Yes, I did set provide_explanation, but all the results I see are None. Function calling is supported, so maybe I’ll try adjusting the max tokens?

axiomofjoy commented 2 days ago

You certainly can try upping max tokens to see if it helps. I think the fact that explanations is not showing up is a separate bug we'll need to bottom out.

Can you also try running llm_classify with the include_response parameter set to true? This will include the raw response row in the dataframe so we can get a better sense of what is preventing parsing from working. It should be relatively straightforward to adapt this notebook to use your Llama 3 model and add include_response=True.

alexChiu127 commented 2 days ago
  1. I adjusted the max token to 1024, 2048, and 4096, but it seems to still result in the same outcome (Not_Parsable, None).

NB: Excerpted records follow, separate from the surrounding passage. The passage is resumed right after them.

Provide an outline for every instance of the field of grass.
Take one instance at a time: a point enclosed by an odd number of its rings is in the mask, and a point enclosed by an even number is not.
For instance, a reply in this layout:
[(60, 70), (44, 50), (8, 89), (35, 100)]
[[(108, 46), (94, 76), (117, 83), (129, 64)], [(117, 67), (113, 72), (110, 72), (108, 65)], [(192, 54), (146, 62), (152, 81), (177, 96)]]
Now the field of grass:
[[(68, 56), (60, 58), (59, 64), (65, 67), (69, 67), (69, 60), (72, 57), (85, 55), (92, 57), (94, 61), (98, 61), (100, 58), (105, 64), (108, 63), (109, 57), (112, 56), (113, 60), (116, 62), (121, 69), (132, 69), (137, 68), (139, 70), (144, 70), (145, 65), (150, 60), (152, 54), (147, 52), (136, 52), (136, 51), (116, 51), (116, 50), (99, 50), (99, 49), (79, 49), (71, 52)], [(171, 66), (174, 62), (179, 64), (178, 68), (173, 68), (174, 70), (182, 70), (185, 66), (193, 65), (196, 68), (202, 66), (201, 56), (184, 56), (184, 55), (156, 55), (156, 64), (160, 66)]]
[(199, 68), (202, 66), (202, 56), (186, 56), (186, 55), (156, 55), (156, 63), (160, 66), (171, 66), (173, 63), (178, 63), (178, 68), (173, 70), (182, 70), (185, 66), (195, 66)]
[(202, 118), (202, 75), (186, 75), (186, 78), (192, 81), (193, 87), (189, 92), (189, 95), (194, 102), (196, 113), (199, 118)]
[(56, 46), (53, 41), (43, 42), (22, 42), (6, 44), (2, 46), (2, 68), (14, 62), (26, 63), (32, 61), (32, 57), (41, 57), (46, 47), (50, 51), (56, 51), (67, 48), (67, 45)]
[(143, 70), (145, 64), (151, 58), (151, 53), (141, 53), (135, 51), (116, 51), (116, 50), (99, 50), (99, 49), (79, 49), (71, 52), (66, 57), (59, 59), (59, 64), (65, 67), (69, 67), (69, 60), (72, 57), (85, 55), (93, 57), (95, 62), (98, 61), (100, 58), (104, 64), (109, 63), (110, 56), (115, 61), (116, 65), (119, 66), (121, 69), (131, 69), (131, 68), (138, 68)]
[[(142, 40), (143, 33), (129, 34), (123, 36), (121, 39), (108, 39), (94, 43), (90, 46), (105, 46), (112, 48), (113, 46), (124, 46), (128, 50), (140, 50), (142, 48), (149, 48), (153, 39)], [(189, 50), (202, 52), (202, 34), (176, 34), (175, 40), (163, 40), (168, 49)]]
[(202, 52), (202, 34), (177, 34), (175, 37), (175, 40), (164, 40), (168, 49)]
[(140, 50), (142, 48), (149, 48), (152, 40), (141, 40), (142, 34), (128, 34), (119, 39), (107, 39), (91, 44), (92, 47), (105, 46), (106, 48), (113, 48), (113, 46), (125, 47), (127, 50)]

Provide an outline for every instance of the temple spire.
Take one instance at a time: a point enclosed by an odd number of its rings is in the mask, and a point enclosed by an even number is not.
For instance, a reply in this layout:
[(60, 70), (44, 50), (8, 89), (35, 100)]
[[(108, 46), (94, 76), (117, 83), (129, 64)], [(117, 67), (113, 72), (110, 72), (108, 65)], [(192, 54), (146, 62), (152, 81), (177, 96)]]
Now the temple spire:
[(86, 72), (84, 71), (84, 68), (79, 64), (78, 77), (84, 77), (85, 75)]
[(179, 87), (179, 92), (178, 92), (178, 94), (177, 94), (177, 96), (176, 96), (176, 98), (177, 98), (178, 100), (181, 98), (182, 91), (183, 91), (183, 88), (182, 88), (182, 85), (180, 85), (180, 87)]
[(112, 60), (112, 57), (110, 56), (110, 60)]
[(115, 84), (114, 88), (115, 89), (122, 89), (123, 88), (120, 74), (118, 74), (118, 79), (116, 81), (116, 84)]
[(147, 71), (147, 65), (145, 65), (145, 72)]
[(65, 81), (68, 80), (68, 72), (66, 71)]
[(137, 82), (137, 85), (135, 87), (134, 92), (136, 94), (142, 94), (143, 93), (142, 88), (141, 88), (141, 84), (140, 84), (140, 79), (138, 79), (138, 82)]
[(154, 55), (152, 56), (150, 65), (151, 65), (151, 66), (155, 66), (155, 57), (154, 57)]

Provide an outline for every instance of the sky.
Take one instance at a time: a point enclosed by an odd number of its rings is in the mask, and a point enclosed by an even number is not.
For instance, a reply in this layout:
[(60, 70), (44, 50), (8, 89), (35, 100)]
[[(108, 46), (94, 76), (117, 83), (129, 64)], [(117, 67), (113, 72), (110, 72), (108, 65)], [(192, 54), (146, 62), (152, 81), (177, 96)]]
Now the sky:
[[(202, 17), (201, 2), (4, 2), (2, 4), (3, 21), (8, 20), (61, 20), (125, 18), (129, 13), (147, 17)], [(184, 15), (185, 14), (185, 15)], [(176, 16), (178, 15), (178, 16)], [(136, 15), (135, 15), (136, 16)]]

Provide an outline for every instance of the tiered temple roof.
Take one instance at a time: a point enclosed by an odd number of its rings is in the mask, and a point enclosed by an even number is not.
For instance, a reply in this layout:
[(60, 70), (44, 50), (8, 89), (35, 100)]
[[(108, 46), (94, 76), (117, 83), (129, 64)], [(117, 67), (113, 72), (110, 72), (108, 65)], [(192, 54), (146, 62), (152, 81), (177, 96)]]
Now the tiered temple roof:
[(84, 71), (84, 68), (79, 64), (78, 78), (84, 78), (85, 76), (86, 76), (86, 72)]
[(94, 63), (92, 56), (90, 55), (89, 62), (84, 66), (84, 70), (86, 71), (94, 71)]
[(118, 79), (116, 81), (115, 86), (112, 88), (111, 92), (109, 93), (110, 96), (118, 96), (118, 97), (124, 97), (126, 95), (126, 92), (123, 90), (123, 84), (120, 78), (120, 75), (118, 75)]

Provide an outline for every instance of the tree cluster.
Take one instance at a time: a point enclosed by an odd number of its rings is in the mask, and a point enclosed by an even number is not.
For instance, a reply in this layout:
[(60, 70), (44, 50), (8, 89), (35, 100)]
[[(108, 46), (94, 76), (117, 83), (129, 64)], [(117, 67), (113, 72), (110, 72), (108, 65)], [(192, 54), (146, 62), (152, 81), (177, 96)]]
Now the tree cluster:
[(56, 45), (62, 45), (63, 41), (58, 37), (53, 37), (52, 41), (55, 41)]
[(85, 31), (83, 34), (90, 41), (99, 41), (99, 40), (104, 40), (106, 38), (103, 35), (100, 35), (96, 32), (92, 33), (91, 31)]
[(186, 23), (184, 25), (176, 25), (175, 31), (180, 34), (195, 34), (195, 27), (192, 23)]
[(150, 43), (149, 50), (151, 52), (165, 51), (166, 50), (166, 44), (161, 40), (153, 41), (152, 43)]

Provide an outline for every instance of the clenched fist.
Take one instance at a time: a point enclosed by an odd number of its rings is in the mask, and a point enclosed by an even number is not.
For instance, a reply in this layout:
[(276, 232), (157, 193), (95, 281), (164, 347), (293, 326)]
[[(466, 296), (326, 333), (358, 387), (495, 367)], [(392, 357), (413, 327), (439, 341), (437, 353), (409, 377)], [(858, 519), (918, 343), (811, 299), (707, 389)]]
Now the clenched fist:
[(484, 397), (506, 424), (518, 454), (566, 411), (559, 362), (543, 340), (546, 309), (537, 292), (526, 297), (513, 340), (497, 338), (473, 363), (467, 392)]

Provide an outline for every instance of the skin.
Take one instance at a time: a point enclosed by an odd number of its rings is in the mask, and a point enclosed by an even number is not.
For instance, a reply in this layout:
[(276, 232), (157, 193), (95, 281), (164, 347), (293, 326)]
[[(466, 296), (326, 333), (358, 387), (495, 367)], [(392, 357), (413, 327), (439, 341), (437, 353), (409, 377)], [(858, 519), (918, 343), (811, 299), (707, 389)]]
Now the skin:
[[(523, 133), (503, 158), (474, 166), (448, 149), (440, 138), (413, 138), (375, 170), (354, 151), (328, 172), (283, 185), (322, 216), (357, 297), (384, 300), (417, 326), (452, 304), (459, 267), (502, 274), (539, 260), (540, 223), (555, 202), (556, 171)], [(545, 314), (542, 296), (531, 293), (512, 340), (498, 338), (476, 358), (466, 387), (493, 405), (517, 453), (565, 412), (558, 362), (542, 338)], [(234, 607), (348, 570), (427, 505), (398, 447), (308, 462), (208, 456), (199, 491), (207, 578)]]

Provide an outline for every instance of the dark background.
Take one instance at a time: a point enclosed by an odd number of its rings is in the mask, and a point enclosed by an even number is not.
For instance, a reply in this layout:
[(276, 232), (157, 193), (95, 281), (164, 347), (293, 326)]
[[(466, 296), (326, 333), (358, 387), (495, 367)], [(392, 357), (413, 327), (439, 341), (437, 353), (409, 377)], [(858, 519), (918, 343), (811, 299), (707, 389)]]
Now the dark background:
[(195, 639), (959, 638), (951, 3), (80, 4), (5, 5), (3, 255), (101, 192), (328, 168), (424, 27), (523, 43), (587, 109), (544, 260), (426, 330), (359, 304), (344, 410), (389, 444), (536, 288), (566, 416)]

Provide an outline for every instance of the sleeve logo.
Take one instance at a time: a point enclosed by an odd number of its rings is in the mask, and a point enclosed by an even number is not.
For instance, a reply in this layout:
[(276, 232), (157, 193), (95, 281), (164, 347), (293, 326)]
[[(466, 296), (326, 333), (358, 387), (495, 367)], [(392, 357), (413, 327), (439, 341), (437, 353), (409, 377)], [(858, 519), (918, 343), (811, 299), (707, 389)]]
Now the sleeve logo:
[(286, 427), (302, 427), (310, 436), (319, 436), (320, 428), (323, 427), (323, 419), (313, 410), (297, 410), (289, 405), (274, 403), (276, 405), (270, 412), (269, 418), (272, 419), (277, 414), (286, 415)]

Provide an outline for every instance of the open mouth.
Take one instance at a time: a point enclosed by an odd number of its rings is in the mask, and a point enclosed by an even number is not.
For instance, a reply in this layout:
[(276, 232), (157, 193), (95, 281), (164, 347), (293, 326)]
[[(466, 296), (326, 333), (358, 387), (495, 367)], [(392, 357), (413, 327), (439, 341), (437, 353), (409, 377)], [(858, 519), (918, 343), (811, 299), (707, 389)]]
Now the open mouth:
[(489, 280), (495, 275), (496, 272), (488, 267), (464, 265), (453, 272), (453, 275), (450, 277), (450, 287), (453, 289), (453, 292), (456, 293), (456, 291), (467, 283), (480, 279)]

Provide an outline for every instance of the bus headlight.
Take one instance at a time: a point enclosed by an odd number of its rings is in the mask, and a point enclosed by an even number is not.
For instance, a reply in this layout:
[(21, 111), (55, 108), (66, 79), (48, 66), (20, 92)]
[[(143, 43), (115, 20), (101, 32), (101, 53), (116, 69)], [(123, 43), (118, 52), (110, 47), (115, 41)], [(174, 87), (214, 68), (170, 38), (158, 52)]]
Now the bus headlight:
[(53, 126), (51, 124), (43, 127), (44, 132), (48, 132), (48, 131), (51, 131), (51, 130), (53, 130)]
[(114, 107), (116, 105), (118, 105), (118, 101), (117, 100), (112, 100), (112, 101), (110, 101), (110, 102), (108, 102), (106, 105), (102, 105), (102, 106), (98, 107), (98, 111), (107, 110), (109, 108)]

  2. Below is my attempt to use llm_classify with the include_response parameter set to true. However, from the results(I tried HALLUCINATION for the same sample data of quick start), it seems like everything is being parsed correctly? Here is the screenshot:
    image image

alexChiu127 commented 2 days ago

Ok, I see the response format is different when I switch model to gpt-4o, may be it causes the issue?

image

axiomofjoy commented 2 days ago
  1. I adjusted the max token to 1024, 2048, and 4096, but it seems to still result in the same outcome (Not_Parsable, None).
  2. Below is my attempt to use llm_classify with the include_response parameter set to true. However, from the results(I tried HALLUCINATION for the same sample data of quick start), it seems like everything is being parsed correctly? Here is the screenshot: image image

Can you also set provide_explanation to true?

alexChiu127 commented 2 days ago

Yes, I can. When set provide_explanation to true, the result is different for llama 3, all data in explanation column is "None", and the data in response column is different too.

The max token is set to default: 256, llama 3 image

The max token is set to : 4096, llama 3 image

The max token is set to default: 256, gpt4-o, works great image

alexChiu127 commented 2 days ago

Hi, It seems possible that the function calling format of our llama3 model is inconsistent with the format required by phoenix.eval(or some bugs exist in phoenix.eval? not sure), which is why the results cannot be parsed. When I do not use function calling, the correct results appear.

image image

I would like to ask, what are the disadvantages of not using function calling? For example, could it be due to non-fixed JSON leading to parsing issues?